Mr. O'Brien: Funding for out-of-hours contracts has risen significantly in recent years. The spend by PCTs has risen from £209 million in 2004 to £378 million in 2008-09, so considerable funding has been put into it. However, the hon. Gentleman is right that PCTs have a responsibility above all to safeguard the patient. That is their primary responsibility. A secondary one is to ensure that they do it with value for money.
Chloe Smith (Norwich, North) (Con): I regret to report to the House that my constituent Mrs. Marjorie Alderson had a difficult experience with out-of-hours care. I am particularly sad to say that she has since passed away, but her daughters have been active in highlighting the difficulties faced in Norfolk. I would particularly appreciate the Minister's reassurance that he will look seriously at what it takes to attract doctors to work in the out-of-hours service. I have heard various comments from medical professionals to suggest that that is a particular difficulty.
Mr. O'Brien: May I extend my condolences to the family of Marjorie Alderson? As for attracting doctors, the hon. Lady is right: some parts of the country seem to be experiencing difficulties, whereas others are not.

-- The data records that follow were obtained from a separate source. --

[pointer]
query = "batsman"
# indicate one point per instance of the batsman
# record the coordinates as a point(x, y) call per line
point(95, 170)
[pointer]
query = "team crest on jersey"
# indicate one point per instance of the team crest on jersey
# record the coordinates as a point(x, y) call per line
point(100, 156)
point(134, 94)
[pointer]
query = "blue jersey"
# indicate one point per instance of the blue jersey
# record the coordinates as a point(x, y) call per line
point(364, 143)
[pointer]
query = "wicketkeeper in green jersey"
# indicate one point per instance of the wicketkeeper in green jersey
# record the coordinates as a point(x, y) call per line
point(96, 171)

That is one of the points to come out of the report by Dr. Colin-Thomé and Professor Field, as well as my discussions with those in some out-of-hours services. I am not entirely clear, in that the issue does not seem to be funding or how much the GPs are paid. Rather, there seems to be a reluctance among GPs in some areas to get involved in out-of-hours services, whereas in other areas they are anxious to get involved. It is important to get to the bottom of that and identify exactly why the problem that the hon. Lady has identified is occurring.